My play, Ripple of Hope: One Teacher’s Journey to Make an Impact, is a comedic one-woman show that explores public education issues through my personal experiences as a drama teacher in some of the roughest public schools in New York City. I use personal anecdotes – my love of Hillary Swank as a teacher-hero in “Freedom Writers” to rapping “Annie” and grappling with the Common Core. This story tells my 10-year journey as an Equity actress and comedian-turned public school teacher.

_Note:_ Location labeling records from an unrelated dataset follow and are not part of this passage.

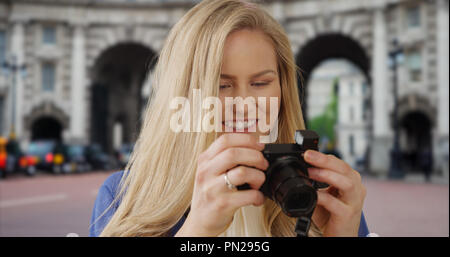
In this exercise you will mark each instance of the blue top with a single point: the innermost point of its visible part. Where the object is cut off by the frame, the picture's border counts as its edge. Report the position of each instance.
(109, 190)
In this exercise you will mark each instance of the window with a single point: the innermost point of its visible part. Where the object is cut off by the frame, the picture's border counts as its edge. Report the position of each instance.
(351, 145)
(48, 77)
(49, 35)
(352, 114)
(2, 46)
(413, 17)
(414, 62)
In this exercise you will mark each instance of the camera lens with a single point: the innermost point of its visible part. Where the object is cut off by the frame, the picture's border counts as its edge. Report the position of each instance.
(290, 187)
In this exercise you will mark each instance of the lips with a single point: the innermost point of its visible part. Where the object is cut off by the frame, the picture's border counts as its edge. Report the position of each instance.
(242, 125)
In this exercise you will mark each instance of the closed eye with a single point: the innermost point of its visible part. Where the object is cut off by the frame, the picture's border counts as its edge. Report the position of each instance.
(260, 84)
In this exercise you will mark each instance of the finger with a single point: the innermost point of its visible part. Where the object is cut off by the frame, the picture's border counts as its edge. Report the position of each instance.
(233, 140)
(344, 184)
(233, 157)
(241, 175)
(332, 204)
(331, 162)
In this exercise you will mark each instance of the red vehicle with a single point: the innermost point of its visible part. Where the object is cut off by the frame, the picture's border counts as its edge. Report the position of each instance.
(13, 160)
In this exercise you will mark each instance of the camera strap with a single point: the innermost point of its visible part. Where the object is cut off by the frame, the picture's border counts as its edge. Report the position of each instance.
(303, 224)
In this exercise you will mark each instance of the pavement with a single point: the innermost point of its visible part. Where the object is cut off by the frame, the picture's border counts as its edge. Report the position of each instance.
(61, 205)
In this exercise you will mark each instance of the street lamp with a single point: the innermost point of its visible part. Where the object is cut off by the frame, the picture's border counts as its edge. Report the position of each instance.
(395, 169)
(14, 68)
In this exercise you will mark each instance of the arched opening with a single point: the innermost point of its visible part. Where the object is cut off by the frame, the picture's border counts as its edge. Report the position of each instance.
(335, 94)
(325, 47)
(46, 128)
(118, 76)
(416, 141)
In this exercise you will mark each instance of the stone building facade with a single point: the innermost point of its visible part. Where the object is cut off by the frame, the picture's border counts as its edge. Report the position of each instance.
(81, 56)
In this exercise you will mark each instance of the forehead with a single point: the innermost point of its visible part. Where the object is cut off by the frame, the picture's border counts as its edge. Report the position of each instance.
(248, 51)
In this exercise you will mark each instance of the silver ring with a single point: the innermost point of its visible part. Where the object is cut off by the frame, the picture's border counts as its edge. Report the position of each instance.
(227, 181)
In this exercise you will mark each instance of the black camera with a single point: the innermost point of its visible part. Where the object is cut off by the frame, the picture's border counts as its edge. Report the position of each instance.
(287, 180)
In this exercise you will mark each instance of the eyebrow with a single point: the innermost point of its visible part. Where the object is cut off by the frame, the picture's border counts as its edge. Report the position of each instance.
(227, 76)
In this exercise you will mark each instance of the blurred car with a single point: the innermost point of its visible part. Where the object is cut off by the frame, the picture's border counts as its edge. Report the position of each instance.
(12, 159)
(124, 153)
(48, 155)
(77, 160)
(98, 159)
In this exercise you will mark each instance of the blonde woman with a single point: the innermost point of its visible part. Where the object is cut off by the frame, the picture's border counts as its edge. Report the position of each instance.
(176, 182)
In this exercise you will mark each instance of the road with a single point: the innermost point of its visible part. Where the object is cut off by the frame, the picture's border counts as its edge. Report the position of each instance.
(49, 205)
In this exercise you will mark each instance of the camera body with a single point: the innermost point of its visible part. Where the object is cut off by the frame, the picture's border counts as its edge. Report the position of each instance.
(287, 180)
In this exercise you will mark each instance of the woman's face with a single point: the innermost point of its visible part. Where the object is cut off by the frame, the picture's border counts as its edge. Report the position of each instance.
(249, 69)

How 9/11 Made Me Want to Be a Teacher
Literally 9/11 is why I decided I needed to stop being a starving artist. I was in line for an audition when the first plane hit. I made a decision right then that I could not miss my life anymore. I was doing stand-up comedy with Colin Quinn (“Saturday Night Live”) in support of NYC firefighters, and feeling like I finally had meaning again in my life, and I wanted to continue to make a difference. I joined Actors Work, and got a substitute teaching job in the South Bronx, where the principal offered me a full-time job as the drama teacher. I got hooked on the challenge of working with students and helping them find their talent and express themselves.
A Stand-Up Background Helps in the Classroom
I think everybody should do stand up. It makes you see the world in a completely different way. Having a sense of humor helps when there are so many difficult aspects of the public school system and teaching in general. In stand-up comedy, you get used to rejection quickly, and you deal with rejection all the time when you’re a teacher.

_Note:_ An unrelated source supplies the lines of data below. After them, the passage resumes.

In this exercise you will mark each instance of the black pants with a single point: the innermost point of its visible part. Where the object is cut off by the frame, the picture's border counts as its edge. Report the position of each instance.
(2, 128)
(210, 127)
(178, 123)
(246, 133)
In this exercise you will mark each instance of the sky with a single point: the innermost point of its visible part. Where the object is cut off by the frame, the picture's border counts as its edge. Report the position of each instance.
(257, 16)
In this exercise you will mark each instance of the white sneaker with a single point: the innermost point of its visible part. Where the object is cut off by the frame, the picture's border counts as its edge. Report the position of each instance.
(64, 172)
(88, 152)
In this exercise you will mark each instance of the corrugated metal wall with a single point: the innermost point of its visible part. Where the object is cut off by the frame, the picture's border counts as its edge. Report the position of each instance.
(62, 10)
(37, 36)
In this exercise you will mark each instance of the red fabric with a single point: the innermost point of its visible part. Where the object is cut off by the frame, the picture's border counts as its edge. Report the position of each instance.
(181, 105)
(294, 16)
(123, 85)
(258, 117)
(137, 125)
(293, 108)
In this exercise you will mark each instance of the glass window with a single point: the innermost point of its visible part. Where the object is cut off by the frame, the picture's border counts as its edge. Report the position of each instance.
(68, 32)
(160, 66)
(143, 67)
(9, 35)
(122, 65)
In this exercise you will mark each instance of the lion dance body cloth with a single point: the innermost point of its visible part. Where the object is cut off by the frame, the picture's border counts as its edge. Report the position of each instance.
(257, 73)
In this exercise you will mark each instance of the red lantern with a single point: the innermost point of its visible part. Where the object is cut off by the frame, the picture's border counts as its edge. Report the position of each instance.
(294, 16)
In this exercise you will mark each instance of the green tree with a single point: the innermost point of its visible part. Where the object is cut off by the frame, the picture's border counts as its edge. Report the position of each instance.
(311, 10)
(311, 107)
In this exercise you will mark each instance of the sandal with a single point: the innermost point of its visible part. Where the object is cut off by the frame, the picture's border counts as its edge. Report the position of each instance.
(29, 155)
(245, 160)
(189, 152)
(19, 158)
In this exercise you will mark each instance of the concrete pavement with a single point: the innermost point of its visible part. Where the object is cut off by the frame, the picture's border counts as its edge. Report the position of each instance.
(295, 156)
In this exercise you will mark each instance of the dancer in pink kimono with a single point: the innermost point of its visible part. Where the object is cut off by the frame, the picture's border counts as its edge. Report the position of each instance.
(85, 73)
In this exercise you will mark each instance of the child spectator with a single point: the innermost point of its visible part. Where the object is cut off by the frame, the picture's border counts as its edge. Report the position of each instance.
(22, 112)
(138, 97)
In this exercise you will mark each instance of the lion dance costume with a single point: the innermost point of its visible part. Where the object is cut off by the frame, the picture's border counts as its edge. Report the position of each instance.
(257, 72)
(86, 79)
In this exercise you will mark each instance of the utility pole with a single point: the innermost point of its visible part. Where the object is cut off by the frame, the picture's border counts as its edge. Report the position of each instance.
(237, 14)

Love for Michael Jackson Saved My Student
There are so many. But, the student whose story kind of started the entire show is a fifth-grader named Le Jean. I wrote about Le Jean’s in an article for the Teacher Artist Journal in 2010, and the story spun into the current Ripple of Hope. Le Jean was a bully and a troublemaker. I tried so many ways to get him to focus until I finally tried music. I played Michael Jackson, and Le Jean came to life. He started dancing and impersonating Michael Jackson. A light bulb went off in my head to use his love of MJ. I worked with him to rehearse for a fall performance for the entire school. Not only did his focus improve, but he was having fun. That was one of my biggest successes.

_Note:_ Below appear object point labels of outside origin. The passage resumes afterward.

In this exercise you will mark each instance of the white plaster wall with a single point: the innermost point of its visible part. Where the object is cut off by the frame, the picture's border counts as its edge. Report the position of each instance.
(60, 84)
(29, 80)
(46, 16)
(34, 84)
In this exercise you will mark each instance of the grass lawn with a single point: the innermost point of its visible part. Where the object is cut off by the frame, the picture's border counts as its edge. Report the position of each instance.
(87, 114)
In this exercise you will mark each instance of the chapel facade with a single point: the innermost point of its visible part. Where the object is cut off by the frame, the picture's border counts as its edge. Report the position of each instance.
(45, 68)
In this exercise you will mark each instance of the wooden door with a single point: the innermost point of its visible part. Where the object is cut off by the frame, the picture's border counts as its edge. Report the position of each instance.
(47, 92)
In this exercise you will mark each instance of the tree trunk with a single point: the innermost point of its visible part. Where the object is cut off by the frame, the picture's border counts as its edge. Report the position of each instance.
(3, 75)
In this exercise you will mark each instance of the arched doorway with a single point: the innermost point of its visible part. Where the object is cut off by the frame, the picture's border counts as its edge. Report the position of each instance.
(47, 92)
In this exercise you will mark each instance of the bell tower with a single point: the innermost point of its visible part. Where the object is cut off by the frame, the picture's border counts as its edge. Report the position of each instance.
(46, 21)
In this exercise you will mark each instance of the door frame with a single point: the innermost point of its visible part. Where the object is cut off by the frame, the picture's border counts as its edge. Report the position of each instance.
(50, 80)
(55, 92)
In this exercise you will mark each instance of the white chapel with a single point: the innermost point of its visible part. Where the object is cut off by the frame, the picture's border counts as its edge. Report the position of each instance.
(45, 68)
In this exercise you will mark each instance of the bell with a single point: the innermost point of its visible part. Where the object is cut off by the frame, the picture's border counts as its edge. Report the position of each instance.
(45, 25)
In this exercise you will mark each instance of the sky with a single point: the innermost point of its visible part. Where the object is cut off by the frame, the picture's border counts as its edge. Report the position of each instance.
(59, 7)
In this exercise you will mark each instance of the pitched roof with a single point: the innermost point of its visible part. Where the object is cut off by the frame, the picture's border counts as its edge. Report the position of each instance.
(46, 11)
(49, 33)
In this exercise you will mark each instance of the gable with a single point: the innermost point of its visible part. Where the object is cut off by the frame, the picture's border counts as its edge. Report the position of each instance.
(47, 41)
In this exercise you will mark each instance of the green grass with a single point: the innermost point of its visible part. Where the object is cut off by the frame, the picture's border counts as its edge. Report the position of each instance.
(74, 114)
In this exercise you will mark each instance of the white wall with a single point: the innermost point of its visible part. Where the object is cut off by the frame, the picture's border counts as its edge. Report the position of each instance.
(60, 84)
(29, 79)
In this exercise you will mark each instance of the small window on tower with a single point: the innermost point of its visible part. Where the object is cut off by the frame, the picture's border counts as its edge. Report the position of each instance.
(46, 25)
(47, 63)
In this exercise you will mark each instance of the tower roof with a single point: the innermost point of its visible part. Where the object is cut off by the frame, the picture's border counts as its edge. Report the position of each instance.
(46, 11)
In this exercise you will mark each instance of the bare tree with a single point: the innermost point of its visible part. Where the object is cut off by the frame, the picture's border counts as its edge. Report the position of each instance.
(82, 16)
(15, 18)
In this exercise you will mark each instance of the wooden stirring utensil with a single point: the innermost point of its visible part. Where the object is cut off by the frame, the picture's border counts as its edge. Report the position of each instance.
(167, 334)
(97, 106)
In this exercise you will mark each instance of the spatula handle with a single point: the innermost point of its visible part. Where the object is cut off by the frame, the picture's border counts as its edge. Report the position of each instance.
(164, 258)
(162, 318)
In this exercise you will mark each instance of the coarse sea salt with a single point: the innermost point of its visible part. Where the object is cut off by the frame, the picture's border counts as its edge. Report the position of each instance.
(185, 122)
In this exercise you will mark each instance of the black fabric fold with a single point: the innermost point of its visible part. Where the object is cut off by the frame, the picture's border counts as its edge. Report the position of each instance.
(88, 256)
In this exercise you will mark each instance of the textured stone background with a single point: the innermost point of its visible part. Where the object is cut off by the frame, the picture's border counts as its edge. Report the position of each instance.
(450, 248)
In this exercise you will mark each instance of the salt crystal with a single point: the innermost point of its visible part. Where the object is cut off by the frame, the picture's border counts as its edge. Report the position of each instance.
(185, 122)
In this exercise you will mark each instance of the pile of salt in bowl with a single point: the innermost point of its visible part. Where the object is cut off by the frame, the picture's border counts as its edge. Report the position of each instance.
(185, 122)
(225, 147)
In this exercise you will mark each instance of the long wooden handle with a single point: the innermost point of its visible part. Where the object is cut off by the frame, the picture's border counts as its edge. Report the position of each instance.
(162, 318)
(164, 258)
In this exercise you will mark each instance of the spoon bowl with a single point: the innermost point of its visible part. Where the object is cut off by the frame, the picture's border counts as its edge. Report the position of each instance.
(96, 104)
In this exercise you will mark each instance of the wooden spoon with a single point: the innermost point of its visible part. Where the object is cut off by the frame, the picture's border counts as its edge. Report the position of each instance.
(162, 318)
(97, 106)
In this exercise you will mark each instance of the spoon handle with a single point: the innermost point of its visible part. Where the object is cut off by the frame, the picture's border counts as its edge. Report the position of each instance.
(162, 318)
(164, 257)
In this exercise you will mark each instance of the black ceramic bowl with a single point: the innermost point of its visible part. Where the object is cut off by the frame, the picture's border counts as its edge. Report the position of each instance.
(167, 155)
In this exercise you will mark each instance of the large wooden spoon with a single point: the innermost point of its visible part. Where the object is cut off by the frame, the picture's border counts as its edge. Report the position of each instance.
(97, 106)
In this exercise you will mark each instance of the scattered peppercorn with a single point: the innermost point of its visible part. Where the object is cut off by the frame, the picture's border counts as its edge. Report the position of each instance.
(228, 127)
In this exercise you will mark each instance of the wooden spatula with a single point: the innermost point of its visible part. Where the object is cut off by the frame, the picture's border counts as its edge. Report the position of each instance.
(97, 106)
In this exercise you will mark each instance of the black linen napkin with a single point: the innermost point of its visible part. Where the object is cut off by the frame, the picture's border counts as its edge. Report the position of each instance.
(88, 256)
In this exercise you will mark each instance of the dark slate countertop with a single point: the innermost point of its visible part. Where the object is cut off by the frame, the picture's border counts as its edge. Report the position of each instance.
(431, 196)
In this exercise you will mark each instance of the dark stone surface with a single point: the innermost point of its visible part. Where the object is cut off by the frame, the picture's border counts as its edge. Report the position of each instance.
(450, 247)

Bringing Human Rights to the Classroom
I work with Speak Truth to Power, a global educational initiative led by the Robert F. Kennedy Center for Justice and Human Rights. I first got involved when I met Kerry Kennedy (a STTP founder) at an event in New York, and started talking about using drama to teach students human rights. We struck up a great conversation, and she invited me to create a lesson plan for the project. This summer I was asked to spearhead the theater component of the program in New York City. Theater for social change is so important. What I thought was missing from the STTP program was the element of expression. That’s where empathy comes from. We’re using social justice plays to get students involved in support of human rights. Children can handle so much, and they should be learning at a young age about social issues. This aspect of my work is really important to me.
DC is a Hot Spot for Education Issues
DC is a hot spot for education. So much has happened in DC as far an educational reform. And I have a lot to say about the changes in the public school system, which I talk about in Ripple of Hope. This show is very personal; it’s about my experiences as a teacher in the South Bronx. But, it’s also about the little guy vs. the system. The people – teachers and students – don’t matter anymore. Agendas matter. I want to have this conversation. Every teacher is dealing with this right now, all over the country.